My server is sitting behind the firewall in the Orange zone. The server is not a firewall.
I can reach the server from the Green zone, open by default.
I can’t reach the server from the Blue zone, regardless of what I do.

The Orange zone does have VPN connections. These VPN connections only have access to the Orange zone. They work. They also access the server. The server doesn’t know it is in the Orange zone.

In summary:
Green > Server on Orange works
VPN > Server on Orange works
Blue > Orange = one way traffic.

It is not the phone because I get the same results with a tablet.
It is not the AP because if the AP does not know about zones. If it was blocking return traffic, devices on Blue would not be able to use the Internet.

So the problem is that ipFire is blocking return traffic from Orange > Blue

Starting with the phone. If this is an Android it will use randomized MAC on connection which will change each time it connects. To avoid this, you have to set it up to use the devices real MAC when connected to the desired wireless network.

Enable Blue Access by device, bound by MAC, or to the entire subnet for any device that connects to it.

Blue is an isolated network by default. One the device is allowed to connect on Blue and connected, set a static IP for the device.

A firewall rule must then be made to allow access to other networks. Also note the bottom of the screen that shows exactly where traffic is allowed and blocked between networks.

When accessing inside the network as you are, you will also need a rule allowing the server on Orange to communicate back to Blue.

Hi
I already have my Android phone setup with a fixed MAC.
The rule I have should allow access from any device on Blue to any device on Orange.
I started with the phone MAC and the server static IP. I have only progressively widen the pin hole as part of diagnostics.

I understand the Orange is isolated. That is why I want to use it.

The server will never initiate comms to Green or Blue. My understanding is that no rule is required to open Orange to Blue.

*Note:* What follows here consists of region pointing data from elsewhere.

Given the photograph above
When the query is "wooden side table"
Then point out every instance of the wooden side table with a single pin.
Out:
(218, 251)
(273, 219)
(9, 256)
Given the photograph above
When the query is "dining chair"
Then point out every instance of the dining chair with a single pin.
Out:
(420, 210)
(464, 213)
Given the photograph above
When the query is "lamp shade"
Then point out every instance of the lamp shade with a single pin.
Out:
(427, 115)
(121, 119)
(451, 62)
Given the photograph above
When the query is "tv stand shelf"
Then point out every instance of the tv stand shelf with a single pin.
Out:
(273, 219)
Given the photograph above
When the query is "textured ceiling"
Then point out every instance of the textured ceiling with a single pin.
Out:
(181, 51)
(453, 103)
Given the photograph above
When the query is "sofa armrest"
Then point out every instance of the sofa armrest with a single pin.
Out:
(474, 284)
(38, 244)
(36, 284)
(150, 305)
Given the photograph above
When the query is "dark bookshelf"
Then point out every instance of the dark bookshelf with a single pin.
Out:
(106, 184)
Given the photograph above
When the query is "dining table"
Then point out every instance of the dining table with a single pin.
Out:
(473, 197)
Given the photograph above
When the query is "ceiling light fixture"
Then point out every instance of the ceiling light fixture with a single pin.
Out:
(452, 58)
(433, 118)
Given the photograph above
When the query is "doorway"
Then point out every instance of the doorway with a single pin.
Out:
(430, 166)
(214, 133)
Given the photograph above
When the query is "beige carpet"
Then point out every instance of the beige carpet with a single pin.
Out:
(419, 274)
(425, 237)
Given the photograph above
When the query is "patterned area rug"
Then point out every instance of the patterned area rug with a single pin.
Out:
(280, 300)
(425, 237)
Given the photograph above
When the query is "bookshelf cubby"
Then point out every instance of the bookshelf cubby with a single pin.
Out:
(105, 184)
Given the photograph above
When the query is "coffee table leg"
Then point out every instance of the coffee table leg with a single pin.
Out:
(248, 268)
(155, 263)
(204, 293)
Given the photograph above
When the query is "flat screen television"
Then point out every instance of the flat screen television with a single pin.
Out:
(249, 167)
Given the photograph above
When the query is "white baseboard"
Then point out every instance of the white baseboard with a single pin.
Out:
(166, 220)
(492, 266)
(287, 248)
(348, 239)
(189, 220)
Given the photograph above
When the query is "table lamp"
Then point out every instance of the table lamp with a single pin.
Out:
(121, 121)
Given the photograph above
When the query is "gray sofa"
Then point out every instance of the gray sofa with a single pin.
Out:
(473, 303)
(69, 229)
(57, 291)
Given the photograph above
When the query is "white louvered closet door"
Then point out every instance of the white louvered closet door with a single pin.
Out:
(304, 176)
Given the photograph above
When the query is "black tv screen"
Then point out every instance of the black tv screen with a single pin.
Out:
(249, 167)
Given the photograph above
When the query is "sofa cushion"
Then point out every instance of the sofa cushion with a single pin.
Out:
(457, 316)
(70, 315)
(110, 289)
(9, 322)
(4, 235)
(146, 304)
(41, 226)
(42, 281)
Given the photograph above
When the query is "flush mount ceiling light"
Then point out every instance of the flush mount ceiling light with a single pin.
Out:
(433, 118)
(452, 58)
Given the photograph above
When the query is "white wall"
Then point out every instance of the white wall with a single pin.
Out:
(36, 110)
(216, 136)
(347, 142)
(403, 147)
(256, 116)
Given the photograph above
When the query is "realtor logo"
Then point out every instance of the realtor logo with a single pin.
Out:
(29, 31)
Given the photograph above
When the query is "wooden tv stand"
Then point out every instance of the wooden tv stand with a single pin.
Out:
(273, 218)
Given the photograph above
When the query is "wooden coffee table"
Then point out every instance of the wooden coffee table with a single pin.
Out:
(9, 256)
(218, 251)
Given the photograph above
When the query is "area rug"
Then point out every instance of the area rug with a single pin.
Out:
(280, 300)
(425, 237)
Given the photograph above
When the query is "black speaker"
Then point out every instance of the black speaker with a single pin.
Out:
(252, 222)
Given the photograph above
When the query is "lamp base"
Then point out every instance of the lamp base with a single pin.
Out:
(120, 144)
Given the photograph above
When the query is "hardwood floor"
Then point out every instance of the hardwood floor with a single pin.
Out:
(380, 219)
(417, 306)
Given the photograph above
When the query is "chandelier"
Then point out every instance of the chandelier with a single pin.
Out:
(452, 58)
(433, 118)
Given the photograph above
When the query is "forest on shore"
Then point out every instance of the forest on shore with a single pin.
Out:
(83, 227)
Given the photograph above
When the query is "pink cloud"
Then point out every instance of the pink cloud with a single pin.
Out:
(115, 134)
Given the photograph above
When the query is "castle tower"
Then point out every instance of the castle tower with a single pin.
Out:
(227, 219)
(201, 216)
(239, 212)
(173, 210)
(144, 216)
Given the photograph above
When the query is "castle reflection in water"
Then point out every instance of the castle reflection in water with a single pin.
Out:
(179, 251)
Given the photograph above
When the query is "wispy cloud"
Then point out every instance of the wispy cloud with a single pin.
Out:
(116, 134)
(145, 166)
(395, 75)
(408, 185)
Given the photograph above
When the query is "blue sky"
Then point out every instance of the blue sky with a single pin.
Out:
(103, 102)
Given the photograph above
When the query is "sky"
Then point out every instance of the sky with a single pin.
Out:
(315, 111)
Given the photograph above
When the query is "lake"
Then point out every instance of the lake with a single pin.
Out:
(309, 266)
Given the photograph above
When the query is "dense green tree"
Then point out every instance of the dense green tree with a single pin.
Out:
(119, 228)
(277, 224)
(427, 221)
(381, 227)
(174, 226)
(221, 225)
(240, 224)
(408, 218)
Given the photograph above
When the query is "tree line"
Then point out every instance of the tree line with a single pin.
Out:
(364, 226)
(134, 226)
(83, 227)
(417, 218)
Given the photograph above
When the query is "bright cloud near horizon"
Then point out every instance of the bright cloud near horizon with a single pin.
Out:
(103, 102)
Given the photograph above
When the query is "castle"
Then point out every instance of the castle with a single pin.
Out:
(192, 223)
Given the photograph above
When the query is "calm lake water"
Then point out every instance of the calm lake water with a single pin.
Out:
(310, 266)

The server is setup as an isolated wifi AP with no interaction with ipFire or any other network.
With my laptop, I can log-in to the Raspi server AP, ping and run the application. It all works.

With that same laptop, I log into the Blue network Wifi AP on ipFire. I can’t ping the server on the Orange DMZ. I can’t run the app.
From my wired desktop PC on Green, I can ping the server, and run the app.
These tests tell me the laptop, the PC and server are working OK.

So every test I have done points to ipFire blocking return traffic from Orange to Blue.
I am wondering if this is because I have setup the VPN to access Orange only. Could there be some unwanted interaction?

Is there a way to trace the path of packets through ipFire?
Specifically, I want to find out what is blocking return packets in ipFire (Orange to Blue)?